13

We have an app that the Python module will write data to redis shards and the Java module will read data from redis shards, so I need to implement the exact same consistent hashing algorithm for Java and Python to make sure the data can be found.

I googled around and tried several implementations, but found the Java and Python implementations are always different, can't be used togather. Need your help.

Edit, online implementations I have tried:
Java: http://weblogs.java.net/blog/tomwhite/archive/2007/11/consistent_hash.html
Python: http://techspot.zzzeek.org/2012/07/07/the-absolutely-simplest-consistent-hashing-example/
http://amix.dk/blog/post/19367

Edit, attached Java (Google Guava lib used) and Python code I wrote.
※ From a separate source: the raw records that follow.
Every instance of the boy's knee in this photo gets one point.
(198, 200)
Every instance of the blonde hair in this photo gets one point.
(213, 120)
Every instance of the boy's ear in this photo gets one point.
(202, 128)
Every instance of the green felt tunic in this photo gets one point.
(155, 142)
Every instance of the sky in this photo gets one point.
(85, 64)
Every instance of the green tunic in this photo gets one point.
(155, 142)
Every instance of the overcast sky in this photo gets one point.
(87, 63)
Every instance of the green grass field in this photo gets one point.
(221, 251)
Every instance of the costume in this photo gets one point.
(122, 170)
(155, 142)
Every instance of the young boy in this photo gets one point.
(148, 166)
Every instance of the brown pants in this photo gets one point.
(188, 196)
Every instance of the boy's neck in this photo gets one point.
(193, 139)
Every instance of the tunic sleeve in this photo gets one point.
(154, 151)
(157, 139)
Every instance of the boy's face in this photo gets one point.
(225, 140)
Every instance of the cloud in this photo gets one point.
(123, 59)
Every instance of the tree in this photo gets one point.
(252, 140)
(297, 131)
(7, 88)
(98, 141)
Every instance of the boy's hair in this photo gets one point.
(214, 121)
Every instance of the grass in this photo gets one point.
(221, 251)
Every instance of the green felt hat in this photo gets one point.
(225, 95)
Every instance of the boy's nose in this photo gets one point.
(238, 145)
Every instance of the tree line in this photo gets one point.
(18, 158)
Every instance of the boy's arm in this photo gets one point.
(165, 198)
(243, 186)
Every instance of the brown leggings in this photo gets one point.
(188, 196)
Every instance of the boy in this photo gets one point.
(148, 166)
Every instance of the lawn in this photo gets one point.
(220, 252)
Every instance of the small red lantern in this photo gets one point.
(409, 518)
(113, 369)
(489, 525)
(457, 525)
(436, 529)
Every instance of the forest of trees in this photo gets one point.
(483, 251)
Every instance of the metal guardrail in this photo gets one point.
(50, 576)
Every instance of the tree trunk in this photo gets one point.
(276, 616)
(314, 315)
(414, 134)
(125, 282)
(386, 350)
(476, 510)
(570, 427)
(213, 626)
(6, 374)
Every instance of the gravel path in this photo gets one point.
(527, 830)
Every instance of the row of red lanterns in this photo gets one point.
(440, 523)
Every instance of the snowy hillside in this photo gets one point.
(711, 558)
Code are based on the above articles.

import java.util.Collection;
import java.util.SortedMap;
import java.util.TreeMap;
import com.google.common.hash.HashFunction;

public class ConsistentHash<T> {
    private final HashFunction hashFunction;
    private final int numberOfReplicas;
    private final SortedMap<Long, T> circle = new TreeMap<Long, T>();

    public ConsistentHash(HashFunction hashFunction, int numberOfReplicas,
            Collection<T> nodes) {
        this.hashFunction = hashFunction;
        this.numberOfReplicas = numberOfReplicas;

        for (T node : nodes) {
            add(node);
        }
    }

    public void add(T node) {
        for (int i = 0; i < numberOfReplicas; i++) {
            circle.put(hashFunction.hashString(node.toString() + i).asLong(),
                    node);
        }
    }

    public void remove(T node) {
        for (int i = 0; i < numberOfReplicas; i++) {
            circle.remove(hashFunction.hashString(node.toString() + i).asLong());
        }
    }

    public T get(Object key) {
        if (circle.isEmpty()) {
            return null;
        }
        long hash = hashFunction.hashString(key.toString()).asLong();
        if (!circle.containsKey(hash)) {
            SortedMap<Long, T> tailMap = circle.tailMap(hash);
            hash = tailMap.isEmpty() ? circle.firstKey() : tailMap.firstKey();
        }
        return circle.get(hash);
    }
}

Test code:

        ArrayList<String> al = new ArrayList<String>(); 
        al.add("redis1");
        al.add("redis2");
        al.add("redis3");
        al.add("redis4");

        String[] userIds = 
        {"-84942321036308",
        "-76029520310209",
        "-68343931116147",
        "-54921760962352"
        };
        HashFunction hf = Hashing.md5();

        ConsistentHash<String> consistentHash = new ConsistentHash<String>(hf, 100, al); 
        for (String userId : userIds) {
            System.out.println(consistentHash.get(userId));
        }

Python code:

import bisect
import md5

class ConsistentHashRing(object):
    """Implement a consistent hashing ring."""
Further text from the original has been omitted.